To those who say that drug users are chavs and it's a "discustin" habit:
Taking E has taught me so much about myself and taught me to relax and be happy!
I come from an ambitious family. I was clever. My parents primed me for success and overachievement. My life was work, work, work, comply, comply comply from an early age. At 24 I had already attempted suicide twice and had my own psychiatrist. And, yes, I passed my degree with a first. Top university.
It was only when I went to London and got a job that things started to get in place with me. It was a first step job in the media and I had some amazing weekends and met some wonderful people during my dancing days and even the man I later married.
I did not get addicted. I did not steal or lie. My friends were working in many different jobs, mostly in the media.
I learned I could relax and that life was there to enjoy not to endure.

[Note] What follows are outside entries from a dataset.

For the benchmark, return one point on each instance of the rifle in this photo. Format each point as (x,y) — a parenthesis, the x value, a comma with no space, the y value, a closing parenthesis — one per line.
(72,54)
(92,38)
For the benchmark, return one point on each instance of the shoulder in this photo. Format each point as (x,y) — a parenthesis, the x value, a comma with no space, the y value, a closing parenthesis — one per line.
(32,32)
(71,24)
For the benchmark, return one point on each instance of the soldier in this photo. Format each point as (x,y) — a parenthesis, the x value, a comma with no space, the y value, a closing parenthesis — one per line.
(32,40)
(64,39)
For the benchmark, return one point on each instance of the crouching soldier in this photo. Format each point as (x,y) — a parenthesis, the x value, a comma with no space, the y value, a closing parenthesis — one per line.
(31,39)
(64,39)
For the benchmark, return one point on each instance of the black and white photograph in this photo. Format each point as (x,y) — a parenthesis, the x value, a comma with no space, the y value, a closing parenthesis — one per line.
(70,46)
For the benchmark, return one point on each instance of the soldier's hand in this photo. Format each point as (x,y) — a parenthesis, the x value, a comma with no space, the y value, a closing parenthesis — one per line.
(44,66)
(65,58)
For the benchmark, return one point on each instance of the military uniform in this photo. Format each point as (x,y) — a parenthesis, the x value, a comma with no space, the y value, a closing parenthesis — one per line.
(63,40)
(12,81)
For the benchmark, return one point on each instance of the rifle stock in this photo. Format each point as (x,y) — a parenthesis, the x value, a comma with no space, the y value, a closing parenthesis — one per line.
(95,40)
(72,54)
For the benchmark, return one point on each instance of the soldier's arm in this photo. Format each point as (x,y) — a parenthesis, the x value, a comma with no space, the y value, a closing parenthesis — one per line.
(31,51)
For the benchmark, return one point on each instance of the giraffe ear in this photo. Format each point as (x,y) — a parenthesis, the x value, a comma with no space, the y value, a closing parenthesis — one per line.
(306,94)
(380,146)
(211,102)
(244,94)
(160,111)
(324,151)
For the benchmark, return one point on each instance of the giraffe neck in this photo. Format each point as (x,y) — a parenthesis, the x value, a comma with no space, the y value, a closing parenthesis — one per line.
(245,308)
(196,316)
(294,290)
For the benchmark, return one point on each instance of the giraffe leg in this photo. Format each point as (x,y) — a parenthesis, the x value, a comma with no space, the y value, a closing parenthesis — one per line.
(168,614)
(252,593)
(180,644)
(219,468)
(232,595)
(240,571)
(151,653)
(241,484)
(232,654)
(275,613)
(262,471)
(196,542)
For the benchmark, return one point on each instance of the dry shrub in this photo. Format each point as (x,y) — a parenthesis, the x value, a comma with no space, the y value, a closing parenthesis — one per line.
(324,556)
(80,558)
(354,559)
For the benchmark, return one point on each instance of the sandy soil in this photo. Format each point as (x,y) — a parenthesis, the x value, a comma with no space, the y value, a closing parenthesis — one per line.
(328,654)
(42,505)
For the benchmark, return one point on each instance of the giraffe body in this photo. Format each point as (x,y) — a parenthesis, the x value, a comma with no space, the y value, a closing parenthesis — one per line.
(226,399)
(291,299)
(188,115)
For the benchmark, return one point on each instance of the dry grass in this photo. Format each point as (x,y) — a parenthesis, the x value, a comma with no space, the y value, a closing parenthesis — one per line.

I wish that I had learned that lesson for good and stayed and an easier job but sadly I did not and chased a high profile career, with mixed results, all my life, and only now after two decades being a semi famous person I fully realised that I was still pleasing my parents and changed careers.
I do not know what I'll tell my kids as it's so complicated and do not want to spread the idea that mental illness is part of their generic mapping but also do not want to stigmatise mental health and I would find difficult talking about drugs without talking about my subtext to them.
I am reading this thread with interest.